Am ersten Oktober ist in Österreich das Anti-Gesichtsverhüllungsgesetz in Kraft getreten. Doch wie wird das so genannte "Burkaverbot" in der Praxis umgesetzt? Und fördert die Maßnahme wirklich die Integration von muslimischen Frauen? Diese Fragen diskutierte Christoph Feurstein im ORF-"Thema".

Im Anti-Gesichtsverhüllungsgesetz, das seit nunmehr einem Monat gilt, kommen die Begriffe "Burka" oder "Niqab" nicht vor. Verboten ist jede Art der Gesichtsverhüllung im öffentlichen Raum. Das Gesetz, das Integration zum Ziel hat, hat in den ersten Wochen viele Schwächen gezeigt. Christoph Feurstein hat sich in der ORF Sendung "Thema" die bisherigen Erfahrungen mit dem neuen Gesetz angesehen.

Strafe für Clowns

Da jede Art der Gesichtsverhüllung nun verboten ist, greift die Polizei auch bei Schalträgern und Maskierten durch. So waren die ersten, die gegen das Gesetz verstießen und eine Strafe ausfassten zwei Clowns. Und zwar beim "ersten traditionellen Clownsspaziergang" einer Demonstration gegen das Anti-Gesichtsverhüllungsgesetz.

"Ich bin froh, dass der Gesetzgeber endlich das gefährliche Potenzial von Clowns erkannt hat. Schließlich haben sie immer die Machthabenden und die geistlichen Führer karikiert", lacht Klaus Werner-Lobo, von Beruf Clown.

Lobo darf nun nicht mehr in seiner "Arbeitskleidung" nach Hause gehen, sonst würde er sich strafbar machen. "Die Polizei zeigt wie absurd dieses Gesetz ist, indem sie die ganze Zeit Leute abstraft", so Lobo.

Husch-Pfusch Gesetz

Ein anderer Fall ist die Psychologin Nora Foerst. Als sie am Abend, eingehüllt in einen großen Schal zur U-Bahn ging, wurde sie von zwei Polizisten angehalten, die auch prompt eine Strafe wegen teilweiser Verhüllung des Gesichts verhängten.

Die Strafe für den Verstoß gegen das Gesetz betrug 150 Euro. Nun will sie das Gesetz gemeinsam mit ihrem Anwalt Georg Zanger bekämpfen.

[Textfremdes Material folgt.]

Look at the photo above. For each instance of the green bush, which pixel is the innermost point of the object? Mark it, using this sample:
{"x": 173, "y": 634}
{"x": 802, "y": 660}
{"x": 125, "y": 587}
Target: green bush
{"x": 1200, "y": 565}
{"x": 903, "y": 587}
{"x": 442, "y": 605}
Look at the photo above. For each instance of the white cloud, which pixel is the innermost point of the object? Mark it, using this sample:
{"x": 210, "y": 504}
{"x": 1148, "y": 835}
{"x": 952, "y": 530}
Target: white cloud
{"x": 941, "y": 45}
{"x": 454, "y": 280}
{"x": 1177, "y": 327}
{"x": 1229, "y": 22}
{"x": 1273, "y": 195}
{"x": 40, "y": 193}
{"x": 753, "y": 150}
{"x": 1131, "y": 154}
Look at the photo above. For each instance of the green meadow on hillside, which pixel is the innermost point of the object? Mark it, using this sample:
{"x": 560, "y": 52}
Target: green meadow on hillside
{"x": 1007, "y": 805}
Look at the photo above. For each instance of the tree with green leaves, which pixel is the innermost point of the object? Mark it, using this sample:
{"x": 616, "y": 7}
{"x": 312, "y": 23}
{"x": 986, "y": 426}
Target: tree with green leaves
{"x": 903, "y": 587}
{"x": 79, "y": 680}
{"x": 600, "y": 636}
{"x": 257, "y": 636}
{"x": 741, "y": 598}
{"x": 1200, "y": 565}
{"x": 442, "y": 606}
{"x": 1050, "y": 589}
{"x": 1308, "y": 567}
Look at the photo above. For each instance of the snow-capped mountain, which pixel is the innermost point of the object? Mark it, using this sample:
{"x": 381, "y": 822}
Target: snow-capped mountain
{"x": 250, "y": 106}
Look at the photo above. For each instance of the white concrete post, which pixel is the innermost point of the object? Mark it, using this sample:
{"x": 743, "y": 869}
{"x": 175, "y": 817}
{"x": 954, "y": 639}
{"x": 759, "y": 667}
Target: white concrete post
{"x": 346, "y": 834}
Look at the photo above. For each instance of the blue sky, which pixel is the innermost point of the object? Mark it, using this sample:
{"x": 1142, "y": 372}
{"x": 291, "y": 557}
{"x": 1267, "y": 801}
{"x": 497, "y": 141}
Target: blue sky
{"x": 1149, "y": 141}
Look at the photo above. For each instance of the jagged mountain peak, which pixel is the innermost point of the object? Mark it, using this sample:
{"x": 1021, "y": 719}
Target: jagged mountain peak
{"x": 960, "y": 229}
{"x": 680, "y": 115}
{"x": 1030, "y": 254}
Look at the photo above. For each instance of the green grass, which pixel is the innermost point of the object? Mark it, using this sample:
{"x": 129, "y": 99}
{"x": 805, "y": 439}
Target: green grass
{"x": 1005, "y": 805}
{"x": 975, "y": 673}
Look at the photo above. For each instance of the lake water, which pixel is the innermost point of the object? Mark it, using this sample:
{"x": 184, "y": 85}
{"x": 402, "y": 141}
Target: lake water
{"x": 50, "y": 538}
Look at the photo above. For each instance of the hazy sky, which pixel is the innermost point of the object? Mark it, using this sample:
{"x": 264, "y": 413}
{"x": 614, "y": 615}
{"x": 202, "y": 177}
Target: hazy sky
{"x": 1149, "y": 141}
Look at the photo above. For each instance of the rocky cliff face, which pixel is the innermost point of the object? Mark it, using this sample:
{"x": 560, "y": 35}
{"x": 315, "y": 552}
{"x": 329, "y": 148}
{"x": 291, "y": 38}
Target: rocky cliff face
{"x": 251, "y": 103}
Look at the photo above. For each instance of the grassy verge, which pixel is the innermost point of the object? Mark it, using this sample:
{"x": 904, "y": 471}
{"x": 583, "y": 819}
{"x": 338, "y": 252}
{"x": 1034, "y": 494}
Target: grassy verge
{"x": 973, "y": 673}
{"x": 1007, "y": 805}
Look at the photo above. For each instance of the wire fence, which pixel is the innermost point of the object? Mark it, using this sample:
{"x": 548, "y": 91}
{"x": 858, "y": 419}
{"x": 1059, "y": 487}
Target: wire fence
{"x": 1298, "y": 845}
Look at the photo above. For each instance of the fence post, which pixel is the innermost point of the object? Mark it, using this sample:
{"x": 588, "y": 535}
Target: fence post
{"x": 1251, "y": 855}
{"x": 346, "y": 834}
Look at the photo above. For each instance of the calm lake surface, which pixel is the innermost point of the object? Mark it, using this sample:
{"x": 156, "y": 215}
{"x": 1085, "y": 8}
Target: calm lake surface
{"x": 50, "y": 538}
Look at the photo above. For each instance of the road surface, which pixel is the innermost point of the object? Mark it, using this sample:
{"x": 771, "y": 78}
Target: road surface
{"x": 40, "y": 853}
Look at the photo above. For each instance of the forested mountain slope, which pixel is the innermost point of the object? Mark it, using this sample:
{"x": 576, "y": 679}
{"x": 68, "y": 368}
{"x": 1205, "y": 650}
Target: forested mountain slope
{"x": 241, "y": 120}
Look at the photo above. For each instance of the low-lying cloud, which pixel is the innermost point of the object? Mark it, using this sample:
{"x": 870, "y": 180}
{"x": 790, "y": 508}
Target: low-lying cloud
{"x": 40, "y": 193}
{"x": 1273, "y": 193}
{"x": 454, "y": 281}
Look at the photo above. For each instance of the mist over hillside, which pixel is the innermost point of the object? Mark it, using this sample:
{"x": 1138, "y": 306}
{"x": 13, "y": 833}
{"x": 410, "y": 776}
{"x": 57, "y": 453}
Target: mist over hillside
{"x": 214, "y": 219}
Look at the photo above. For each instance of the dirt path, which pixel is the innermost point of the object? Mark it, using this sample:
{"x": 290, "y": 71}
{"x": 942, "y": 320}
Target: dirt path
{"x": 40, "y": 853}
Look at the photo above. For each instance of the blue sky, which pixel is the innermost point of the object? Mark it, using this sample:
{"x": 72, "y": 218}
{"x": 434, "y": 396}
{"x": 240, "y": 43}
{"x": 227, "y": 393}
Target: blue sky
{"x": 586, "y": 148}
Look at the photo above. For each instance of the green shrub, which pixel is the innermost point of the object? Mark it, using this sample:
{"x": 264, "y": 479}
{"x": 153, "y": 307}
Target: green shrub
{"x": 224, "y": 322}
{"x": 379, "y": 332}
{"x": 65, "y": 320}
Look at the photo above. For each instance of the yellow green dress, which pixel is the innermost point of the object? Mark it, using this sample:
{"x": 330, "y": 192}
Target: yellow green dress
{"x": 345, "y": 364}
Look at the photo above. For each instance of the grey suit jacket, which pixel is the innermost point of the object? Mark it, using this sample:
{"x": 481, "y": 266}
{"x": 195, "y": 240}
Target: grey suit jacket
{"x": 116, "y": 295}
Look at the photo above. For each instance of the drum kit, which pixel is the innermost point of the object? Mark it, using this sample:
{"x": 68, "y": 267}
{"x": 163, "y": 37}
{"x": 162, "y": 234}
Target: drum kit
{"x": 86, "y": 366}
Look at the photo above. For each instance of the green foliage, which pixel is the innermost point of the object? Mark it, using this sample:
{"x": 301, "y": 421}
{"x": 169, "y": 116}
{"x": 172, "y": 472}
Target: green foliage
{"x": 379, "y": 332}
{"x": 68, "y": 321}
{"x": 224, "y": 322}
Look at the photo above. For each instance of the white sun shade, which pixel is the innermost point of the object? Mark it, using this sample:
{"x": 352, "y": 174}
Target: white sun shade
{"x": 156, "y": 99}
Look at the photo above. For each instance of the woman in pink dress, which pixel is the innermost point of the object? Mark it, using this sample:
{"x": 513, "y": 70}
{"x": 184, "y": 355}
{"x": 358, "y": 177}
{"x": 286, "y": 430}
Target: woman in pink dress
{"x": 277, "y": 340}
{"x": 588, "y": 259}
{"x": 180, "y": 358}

"Das ist ein Husch-Pfusch-Gesetz. Dass meine Mandantin jetzt hier, in einer völlig harmlosen Situation, als Betroffene geführt wird, zeigt, das was man ursprünglich damit erreichen wollte, genau nicht ist. Das liegt daran, dass das Gesetz so unscharf ist, es sollte die Volksseele beruhigen", erklärt Anwalt Zanger.

Vom Mut verlassen

Die Polizei selber will nichts mehr zum Anti-Gesichtsverhüllungsgesetz sagen, auch Zahlen und Statistiken gibt es keine.

"Das Gesetz bringt Unklarheit mit sich. Es gibt keine wirklichen Reglementierungen. Es bleibt den Polizistinnen und Polizisten überlassen das zu beurteilen", so Hermann Greylinger von der Fraktion der sozialdemokratischen Polizeigewerkschafter.

Man habe im Zuge der politischen Diskussion versucht, gegen den konservativen Islam aufzutreten, so Greylinger. "Man hat dann, da einen wahrscheinlich der Mut verlassen hat, das Gesetz auf andere Bereiche ausgedehnt. Jetzt kommt es dazu, dass Maskeraden verschiedenster Art unter dieses Verbot fallen und das ist schon fast skurril", so der Polizeigewerkschafter.

Kein Schutz für muslimische Frauen

Doch fördert das "Anti-Gesichtsverhüllungsgesetz", wie beabsichtigt, die Integration und das friedliche Zusammenleben? Was bedeutet es für muslimische Frauen?

Carla Amina Baghajati von der Islamischen Glaubensgemeinschaft sieht sowohl den Gesichtsschleier als auch die "Zwangsbefreiung" davon kritisch: "Ein Mann, der seine Frau zum Niqab zwingt, wird nur sagen: Liebe Frau, Gott prüft deinen Glauben – du wirst ab jetzt das Haus nicht mehr verlassen. Wer kann diese Frau dann schützen?", so Baghajati.

Sie schätzt, dass es in Österreich ein paar Dutzend Frauen gibt, die Gesichtsschleier tragen. Treffen würde das Gesetz eher Touristinnen. "Das Gesichtsverhüllungsverbot sollte ja Anfang des Sommers in Kraft treten, tatsächlich ist es am ersten Oktober in Kraft getreten. Man konnte also noch in Ruhe die Tourismussaison erleben", erklärt Baghajati.